A little while ago I heard that Yahoo! had offered Mark Zuckerberg $1 billion to buy his creation, Facebook. He turned them down and reportedly wanted $2 billion just to get out of bed. Much of the talk about his refusal of the offer was was that he was crazy to turn down that amount of money, especially considering Mr Zuckerberg is in his early 20s and I believe still at university. For those of you not familiar with Facebook (there are half a dozen people on the Web who aren’t), Facebook is a true social networking site. It was originally established for use in schools and universities as a way for students to keep track of their friends and who they were friendly with. The service was opened up to the general public and although you need to register to see anything on the site, registration is free and the site has taken off like wildfire. In fact it has gotten so big that Facebook is being discussed as the next MySpace.
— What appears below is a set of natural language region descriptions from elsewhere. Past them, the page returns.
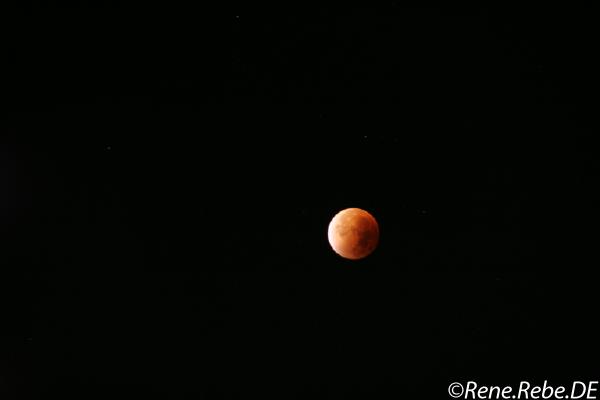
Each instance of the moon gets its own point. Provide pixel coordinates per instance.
(353, 233)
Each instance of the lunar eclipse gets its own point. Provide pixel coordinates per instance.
(353, 233)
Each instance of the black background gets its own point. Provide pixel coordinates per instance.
(167, 182)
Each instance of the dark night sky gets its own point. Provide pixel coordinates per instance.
(167, 189)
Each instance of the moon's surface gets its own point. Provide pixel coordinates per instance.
(353, 233)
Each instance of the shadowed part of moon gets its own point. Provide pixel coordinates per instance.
(353, 233)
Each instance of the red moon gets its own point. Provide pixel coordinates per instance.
(353, 233)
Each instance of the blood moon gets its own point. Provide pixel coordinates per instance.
(353, 233)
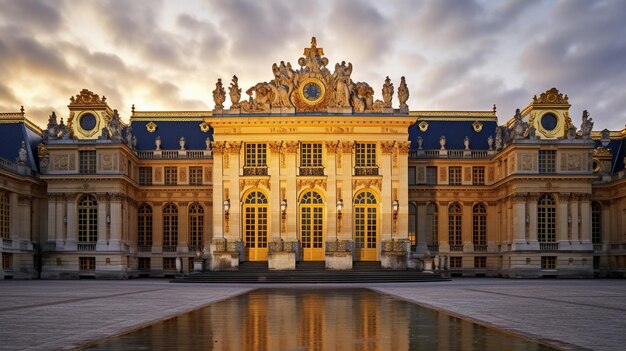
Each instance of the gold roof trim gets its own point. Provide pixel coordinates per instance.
(455, 115)
(143, 116)
(19, 117)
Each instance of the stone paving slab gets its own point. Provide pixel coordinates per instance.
(570, 314)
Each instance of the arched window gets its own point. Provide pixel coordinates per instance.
(170, 227)
(412, 225)
(596, 223)
(312, 226)
(479, 227)
(144, 227)
(4, 214)
(366, 226)
(546, 219)
(432, 227)
(454, 227)
(196, 226)
(256, 228)
(87, 219)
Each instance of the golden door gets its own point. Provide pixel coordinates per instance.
(366, 227)
(312, 226)
(255, 210)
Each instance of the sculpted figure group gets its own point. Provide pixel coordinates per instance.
(340, 91)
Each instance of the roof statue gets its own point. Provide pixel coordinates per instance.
(586, 126)
(219, 95)
(311, 88)
(235, 92)
(403, 95)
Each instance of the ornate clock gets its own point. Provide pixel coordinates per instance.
(312, 91)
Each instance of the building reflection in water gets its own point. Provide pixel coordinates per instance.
(324, 319)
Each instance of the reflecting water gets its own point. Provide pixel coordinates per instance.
(325, 319)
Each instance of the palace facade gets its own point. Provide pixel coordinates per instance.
(311, 168)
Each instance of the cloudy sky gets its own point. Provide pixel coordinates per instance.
(455, 54)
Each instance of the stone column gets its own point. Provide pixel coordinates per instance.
(585, 222)
(103, 226)
(157, 227)
(275, 196)
(442, 227)
(331, 191)
(183, 227)
(519, 222)
(422, 228)
(218, 191)
(562, 226)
Anyway, Mashable has a post titled “Yahoo’s Biggest F*ck Up: Not Buying Facebook” which pretty much says it. According to recent data, Facebook has around 21 million registered users who generate about 1.5 billion page views a day. 93% of Facebook’s users are active (around 19 530 000 users) and log in at least once a month and 60% (around 12 600 000 users) log in once a day. Those figures are mindboggling. They also mean that Facebook is worth a bomb in advertising revenue alone. If Zuckerberg placed Google AdSense ads on Facebook he could comfortably buy groceries from some foreign destination. I was told that a large online site can charge 15 cents (ZAR) per page view for advertising on the site. Even if you work with 10 cents per page view you are looking at around R150 000 000 or roughly $21 000 000. I may be off with the numbers but if they are even close, Zuckerberg could be doing quite nicely. In fact, according to Mashable, a purchase price for Facebook could be closer to $3 billion. So yes, maybe Yahoo! should have taken the deal.
On the other hand, the value of these sites depends on the numbers. There is a window of opportunity for the lucrative sale of a social networking site before all the cool kids head off to the next big site and take all their friends with them. The time to bite is when the site is still pumping because when the users move then there goes the value with them because that value is the users.